9. It appears that in course of his deposition the accused petitioner made an offer to take steps for abatement of the nuisance. As a matter of fact, he had already closed down his Mill for about three months before his deposition before the court. The learned Magistrate should have first of all addressed himself to the question of abatement before giving direction for removal of the nuisance in the way that he has done. Indeed, it was his clear duty to see what step should be considered to be adequate for the purposes of either abating, preventing, removing or remedying the nuisance. As observed by Debabrata Mookerjee, J. in an unreported case, namely, Criminal Revn. No. 1478 of 1955 (Cal):
'The words of Section 583 are, to my mind, quite clear and they leave a wide discretion to the Magistrate to direct such steps as he might feel advised to do, to be taken either for the purpose of abating the nuisance or for preventing or remedying the same. In extreme cases, the remedy may be by removal; but there are cases, quite conceivably, where remedy may be provided by adequate steps to abate or to prevent the nuisance.'
10. The learned Magistrate has not given any indication in the judgment whether it was possible to take any such step for the abatement of the nuisance before proceeding to give that drastic order for the removal of the nuisance.

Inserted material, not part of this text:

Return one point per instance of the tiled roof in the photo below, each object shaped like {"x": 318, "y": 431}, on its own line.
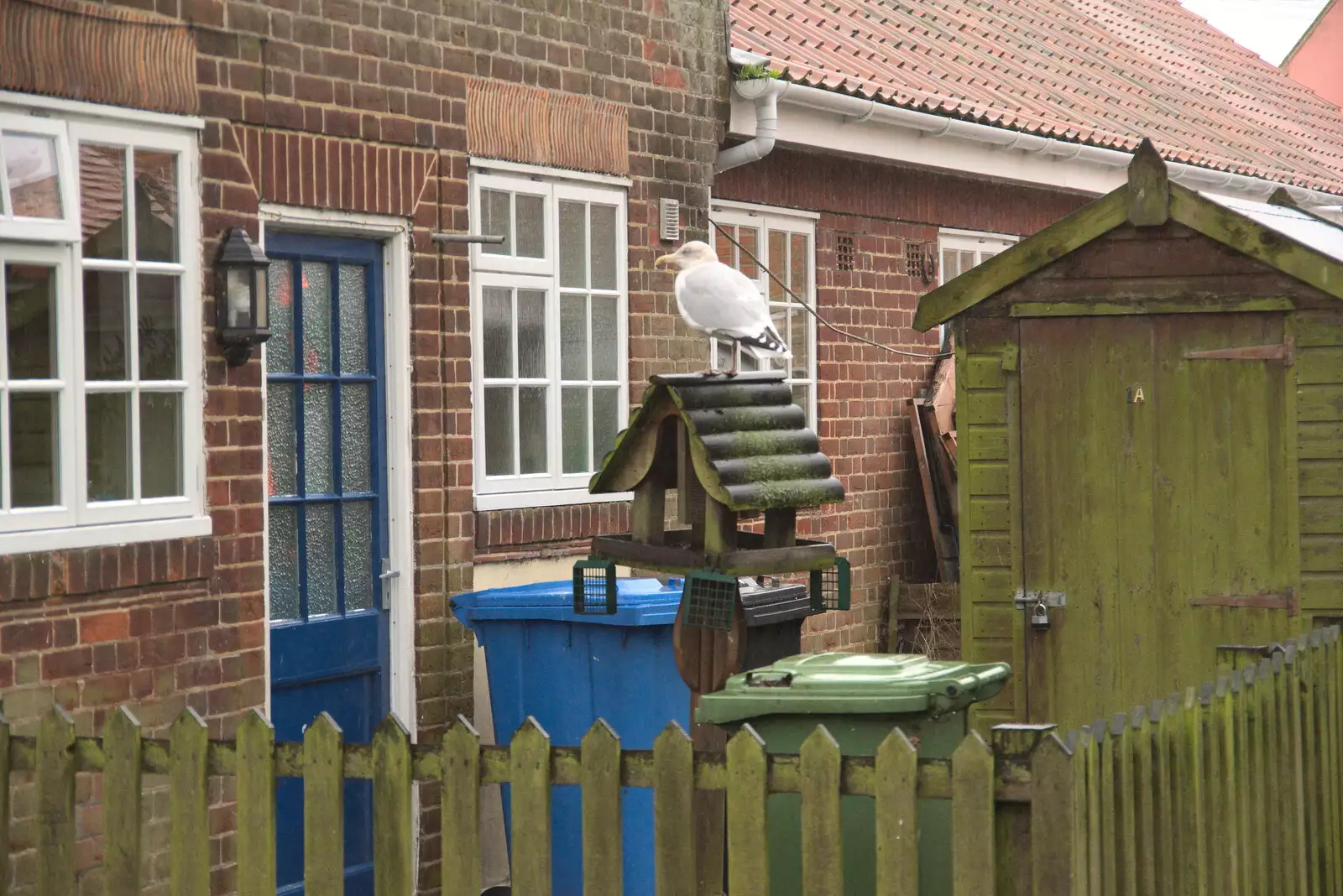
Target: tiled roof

11. With regard to Mr. Talukdar's further contention that the direction given by the learned Magistrate under Sub-section (3) of Section 583 was wrong and the learned Magistrate should have first of all given direction under Sub-section (2) of Section 583, it appears that no direction is required to be given by a Magistrate under Sub-section (3). which contemplates that if the person directed to take action by an order under Sub-section (2) fails to do so within the time specified in the order, the Commissioner may, on the expiry of the period, proceed to take action. The Magistrate has given one month's time for the removal of the nuisance by the petitioner. Therefore, there is no substance in this contention of Mr. Talukdar.
12. For the reasons stated above, this case must be sent back on remand to the Court below for first of all applying its mind to the questions discussed in the body of this judgment and then to take action according to law.
13. The Rule is, accordingly, made alsolute. The order complained of is set aside. Thecase be now remanded back for disposal in accordance with law by some Municipal Magistrate other than Sri H.N. Mukherjee, Municipal Magistrate, Calcutta, on the evidence already on the record and on such further evidence as he may deem it necessary to take,bearing in mind the observations made in thebody of this judgment.